When reviewing summary judgment, we apply the same standard of review as the trial court. Presbytery of Ohio Valley, Inc. v. OPC, Inc., 973 N.E.2d 1099, 1110 (Ind.2012). Summary judgment is appropriatewhere the designated evidence “shows that there is no genuine issue as to any material fact and that the moving party is entitled to a judgment as a matter of law.” Ind. Trial Rule 56(C). When a party appeals the denial of summary judgment, the appealing party “carries the burden of persuading this court that the trial court's decision was erroneous.” Ill. Bulk Carrier, Inc. v. Jackson, 908 N.E.2d 248, 253 (Ind.Ct.App.2009), trans. denied. If the issue presented is purely a question of law, the Court's review is de novo. Buchanan v. HSBC Mortg. Servs., Inc., 993 N.E.2d 275, 278 (Ind.Ct.App.2013).

In general, [i]nsurance policies are governed by the same rules of construction as other contracts....” Peabody Energy Corp. v. Roark, 973 N.E.2d 636, 640 (Ind.Ct.App.2012), aff'd on reh'g,978 N.E.2d 503 (Ind.Ct.App.2012), trans. denied. However, because of the disparity in bargaining power between insurance companies and insureds, courts have developed distinct rules for those contracts. Auto–Owners Ins. Co. v. Harvey, 842 N.E.2d 1279, 1283 (Ind.2006). When interpreting an insurance contract, “if an insurance contract is clear and unambiguous, the language therein must be given its plain and ordinary meaning.” Castillo v. Prudential Prop. and Cas. Ins. Co., 834 N.E.2d 204, 206 (Ind.Ct.App.2005). The mere fact that a controversy exists and the insured asserts an interpretation contrary to that asserted by the insurer is insufficient to establish an ambiguity. Shelter Ins. Co. v. Woolems, 759 N.E.2d 1151, 1155 (Ind.Ct.App.2001), trans. denied.

If an ambiguity exists, “insurance policies are to be construed strictly against the insurer and the policy language is viewed from the standpoint of the insured.” Id. This is especially important “where the language in question purports to exclude coverage.” State Auto. Mut. Ins. Co. v. Flexdar, Inc., 964 N.E.2d 845, 848 (Ind.2012). Insurers may limit coverage, “but such limitations must be clearly expressed to be enforceable.” Id.

This Court “must accept an interpretation of the contract language that harmonizes the provisions rather than one which supports a conflicting version of the provisions.” Castillo, 834 N.E.2d at 206 (citing Burkett v. Am. Family Ins. Grp., 737 N.E.2d 447, 452 (Ind.Ct.App.2000)). A court should construe the language of an insurance policy so as not to render any words, phrases, or terms ineffective or meaningless. FLM, LLC v. Cincinnati Ins. Co., 973 N.E.2d 1167, 1174 (Ind.Ct.App.2012), trans. denied.

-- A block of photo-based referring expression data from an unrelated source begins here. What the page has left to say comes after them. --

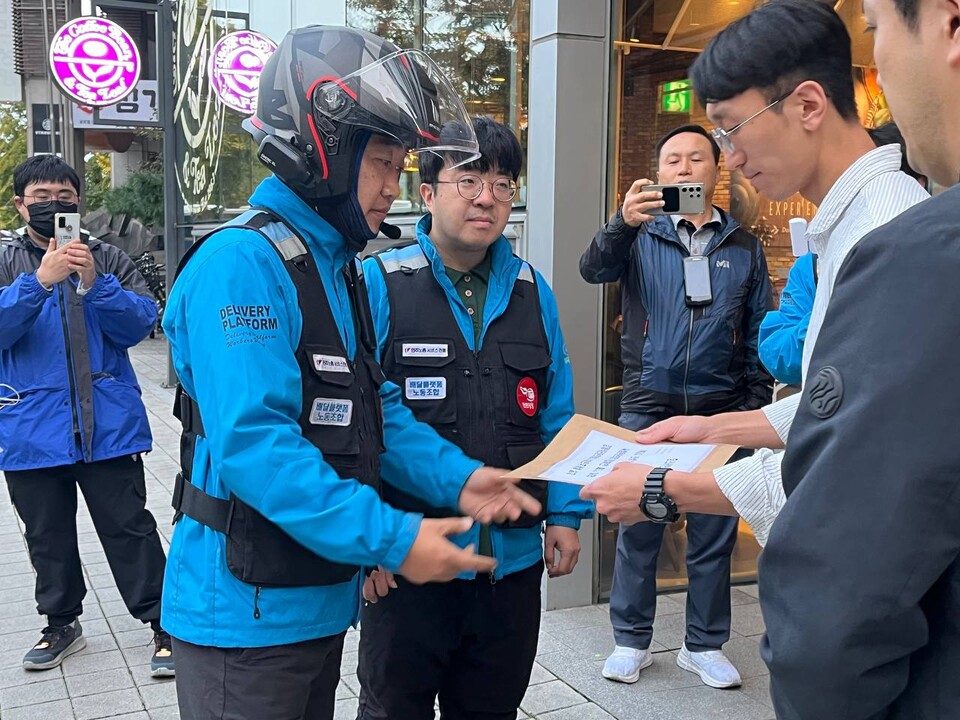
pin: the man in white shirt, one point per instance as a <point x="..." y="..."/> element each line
<point x="790" y="127"/>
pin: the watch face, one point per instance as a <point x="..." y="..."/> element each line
<point x="656" y="510"/>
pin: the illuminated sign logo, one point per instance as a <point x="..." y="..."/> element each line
<point x="676" y="97"/>
<point x="199" y="116"/>
<point x="94" y="61"/>
<point x="235" y="66"/>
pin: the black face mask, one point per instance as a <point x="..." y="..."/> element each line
<point x="42" y="216"/>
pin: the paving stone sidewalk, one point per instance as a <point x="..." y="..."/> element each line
<point x="111" y="678"/>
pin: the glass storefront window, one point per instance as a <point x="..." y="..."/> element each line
<point x="658" y="42"/>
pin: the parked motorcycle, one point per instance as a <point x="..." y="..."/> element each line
<point x="155" y="275"/>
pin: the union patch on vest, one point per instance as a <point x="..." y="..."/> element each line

The Werts argue that the contractual limitation provision is ambiguous when read with the full-compliance provision of the contract. Relevant portions of the contract state:

PART F—GENERAL PROVISIONS

* * *

LEGAL ACTION AGAINST US

No legal action may be brought against us until there has been full compliance with the terms of this policy.

Appellants' App. p. 46.

AMENDMENT OF POLICY PROVISIONS

The Provision or Condition titled Legal Action Against Us is amended by the addition of the following:

Under Uninsured or Underinsured Motorist Coverage of this policy, if provided, no legal action or arbitration proceeding may be brought against us unless the action or proceeding is begun within two years of the date of the accident.